# 5D MK ll LCD protection



## rlarsen (Dec 7, 2011)

Switching from the 1-D MKlln to the 5D MK ll I notice how much closer the viewfinder is to the LCD. Should I be concerned about my reading glasses scratching the screen ? I really don't like the idea of applying screen protection but want to avoid scratches. My 1-D LCD's have proven to be pretty tough but I'd welcome comment from 5D users.

Thanks


----------



## Chewy734 (Dec 7, 2011)

There is already a cover for the LCD on the 5D2. I think it's only ~$10 and is relatively easy to replace if you scratch it. I know some people choose to buy an aftermarket protector to place on top of the cover, but I don't see the point when the cover is there for a reason and is cheap to replace.

directions to fix it


----------



## Leopard Lupus (Dec 7, 2011)

My 5D mk ll focus screen has gone through hell and back with opportunities of scratching, and not even the slightest scratch is visible. The LCD is build like a tank as long as you don't drop it square on a rock. I come from the background of always having a protector on the LCD but with the 5D mk ll I have yet to find a need for it. Also, if for some reason your screen is damaged not allowing you to use it, a replacement is very inexpensive (under $100 is what I have heard) and is not difficult. I wear glasses as well and rarely use liveview, and so far mine has held up wonderfully. Congrats on your purchase!


----------



## rlarsen (Dec 7, 2011)

Thanks, Leop
Just what I was hoping to hear. I appreciate you taking the time to reply.

Rex


----------



## niccyboy (Dec 7, 2011)

mine just gets sweaty and gross as i get too excited. haha.


----------



## bycostello (Dec 7, 2011)

i wear glasses all the time and no problems, more my greecy nose smudging it the problem...


----------



## awinphoto (Dec 11, 2011)

Well I'll tell you guys what, you are in luck, kinda. This weekend doing some run-and-gun style photography for some clients, and my lovely wife, instead of holding my camera in her lap like normal while we were driving, she left the camera on the floor of the car with her purse. Took a turn in the car and crack. The LCD still works but a cool crack completely through the glass. Im going to send an email to my cps rep at the canon Irvine repair facility to get a rough quote before I blindly send it in. When I get my quote I will update you guys to let you know exactly how much it is


----------



## Mt Spokane Photography (Dec 12, 2011)

All Canon DSLR's have a protective LCD cover built-in. It is easily replacable, its held in place by doubleback tape. If yours gets damaged, you can order a replacement from Canon and get it in a few days. I have one as a spare.

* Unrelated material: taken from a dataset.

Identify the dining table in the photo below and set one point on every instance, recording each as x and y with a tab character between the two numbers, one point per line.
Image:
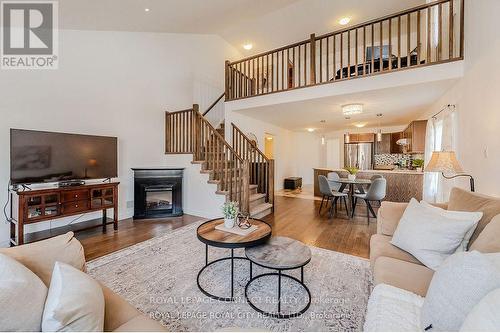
352	185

Why order a protector to protect the protector??


----------



## rlarsen (Dec 12, 2011)

How is the LCD replaced by the user ?

Rex


----------



## awinphoto (Dec 12, 2011)

Mt Spokane Photography said:


> All Canon DSLR's have a protective LCD cover built-in. It is easily replacable, its held in place by doubleback tape. If yours gets damaged, you can order a replacement from Canon and get it in a few days. I have one as a spare.
> 
> Why order a protector to protect the protector??



Where do you get this replaceable protector? I emailed canon and they said i'm looking at $200 plus parts and shipping...


----------



## 7enderbender (Dec 12, 2011)

awinphoto said:


> Mt Spokane Photography said:
> 
> 
> > All Canon DSLR's have a protective LCD cover built-in. It is easily replacable, its held in place by doubleback tape. If yours gets damaged, you can order a replacement from Canon and get it in a few days. I have one as a spare.
> ...



Not to be mean here with regard to our favorite camera company, but this seems unfortunately like one of those customer service responses that's a little unworthy in comparison to the overall reputation and reliability of Canon products. I mean, I'm ok with charging people a decent amount of money for qualified services by a good technician. But their policy should maybe also be to point out to their customers that this is not (likely) not really a cracked LCD but rather a cracked piece of glass that taped on with with some 3M product or so - and that ordering one and replacing it yourself is an option.

Here is what I found:

Parts numbers for the 5D MARK II :

CB3-4948-000 000 WINDOW, TFT DISPLAY

CB3-4949-000 000 TAPE, DOUBLE SIDE

http://www.ifixit.com/Guide/Repairing-Canon-EOS-5D-Mark-II-LCD-Lens/5042/1


I should really order one of these and keep it as a spare.


----------



## Mt Spokane Photography (Dec 12, 2011)

rlarsen said:


> How is the LCD replaced by the user ?
> 
> Rex



Rex, there is a glass or is it plastic? cover over the LCD on a DSLR. Many people believe they are seeing the actual LCD, but its merely a cover.

It can be pried off from the rear of the camera, and replaced. You do not change the LCD. 


Here is a video of the process. I replaced one on my 40D and bought a replacement for my 5D MK II that I'll install if I ever decide to sell it.

http://youtu.be/OYBXkqvayqc


----------